Morningstar | Guidewire holds its Fiscal 2018 Analyst Day; Raising FVE to $114. See Updated Analyst Note from 23 Sep 2018
On Sept. 21, wide-moat Guidewire held its fiscal 2019 analyst day, and as a result of added clarity on the firm’s long-term growth targets, we are raising our fair value estimate to $114 from $107. As a reminder, Guidewire reported a mixed fiscal year 2018 end a couple of weeks back, as metrics generally met our expectations, but the firm saw large cloud deals pushed out into the current fiscal year. However, the analyst day--where Guidewire’s CFO laid out a five-year financial plan with margin expansion metrics that exceeded our long-term assumptions--coupled with insights around the firm’s land-and-expand strategy and cloud migrations give us confidence in our fair value increase.
Our long-term thesis for Guidewire is oriented around the firm’s penetration of the $2 trillion property & casualty insurance industry. There are about 1,500 insurers globally, which can be subdivided into Tiers, with Tier 1 insurers writing more than $5 billion in direct written premiums, or DWPs, annually. During the analyst day, we received our annual update on penetration. Guidewire has 30 of the total 70 Tier 1 customers (up from 11 in 2013), 99 Tier 2 of about 200 total (up from 42 in 2013), and 251 Tiers 3, 4, and 5 customers of the remaining 1,200 (up from 130 in fiscal 2013). These incremental wins today can pay many multiples in the out years of our forecast period, particularly as wins continue to come from the less-penetrated European market. Expanding within Guidewire’s current customer base accounted for 61% of Guidewire’s fiscal 2018 sales.
Altogether, current penetration accounts for just under $0.5 trillion in DWPs, or 25% of the market. Our long-standing thesis is that Guidewire’s current wallet share penetration is much lower as certain insurers may only utilize Guidewire’s InsuranceSuite in one of their respective segments or current customers may not be purchasing Guidewire’s growing slate of ancillary services.
The second component of our bullishness surrounds the firm’s shift to cloud products. Guidewire took a near-term gross margin hit in fiscal 2018 that has continued into fiscal 2019, as the firm is in the early innings of cloud transitions for its customer base. Last year, MetLife was seen as Guidewire’s test subject, one of the first customers to migrate to Guidewire’s InsuranceSuite Cloud, serving as a major referenceable customer. In order to ensure a smooth transition for MetLife and other early adopters, Guidewire took on the implementation processes, leading to elevated services revenue, which is lower gross margin. As more customers adopt Guidewire’s cloud offerings over subsequent years, we model an acceleration in licensing revenue, which is higher gross margin, leading to expanding gross margins over the next 10 years. Our thesis on long-term gross margins was later substantiated by the CFO’s five-year growth and margin targets.

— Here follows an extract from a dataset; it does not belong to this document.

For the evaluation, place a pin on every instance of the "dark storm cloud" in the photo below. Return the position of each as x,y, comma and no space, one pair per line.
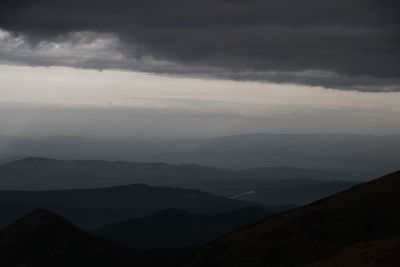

In terms of cloud, Guidewire brought in Nationwide’s EVP and CIO to discuss his firm’s transition from on-premises versions of Guidewire’s ClaimsCenter, BillingCenter, and PolicyCenter, to InsuranceSuite Cloud, which it expects to allow it to eliminate costly infrastructure upgrades that can lead to both downtime and operational risk. Guidewire has been on the record that they can extract two to three times the value for cloud-deployed versions of their software versus on-premises versions, but that’s mostly because customers avoid paying the infrastructure costs and services that were incurred to maintain the on-premises infrastructure. Furthermore, firms like Nationwide avoid having to implement product upgrades themselves going forward. As it relates to Guidewire, as the firm’s cloud offerings begin to gain scale, we model gross and operating margin expansion going forward.
Guidewire’s CFO outlined a five-year target. Guidewire expects that by fiscal 2023, subscription revenue will encompass 50% of Guidewire’s aggregate license revenue. Furthermore, Guidewire expects that the lower gross margin services revenue will fall below 30% of total revenue, giving us confidence in our long-term gross margin targets. The firm expects four to eight cloud deals in fiscal 2019. In terms of revenue, we model similarly to the firm’s near-term targets but modestly ahead of Guidewire’s 2023 revenue targets, particularly as we model acquisitions over the next few years. We were pleased with Guidewire’s 2023 non-GAAP operating income and free cash flow margin forecasts, both of which were modestly ahead of our expectations for fiscal 2023, which was indicative of faster operating leverage than we were previously anticipating, contributing to our fair value increase.
Overall, with shares once again trading at a modest discount to our $114 fair value estimate, we continue to like wide-moat Guidewire and recommend this as a name for investors looking to gain exposure to mid-cap enterprise software.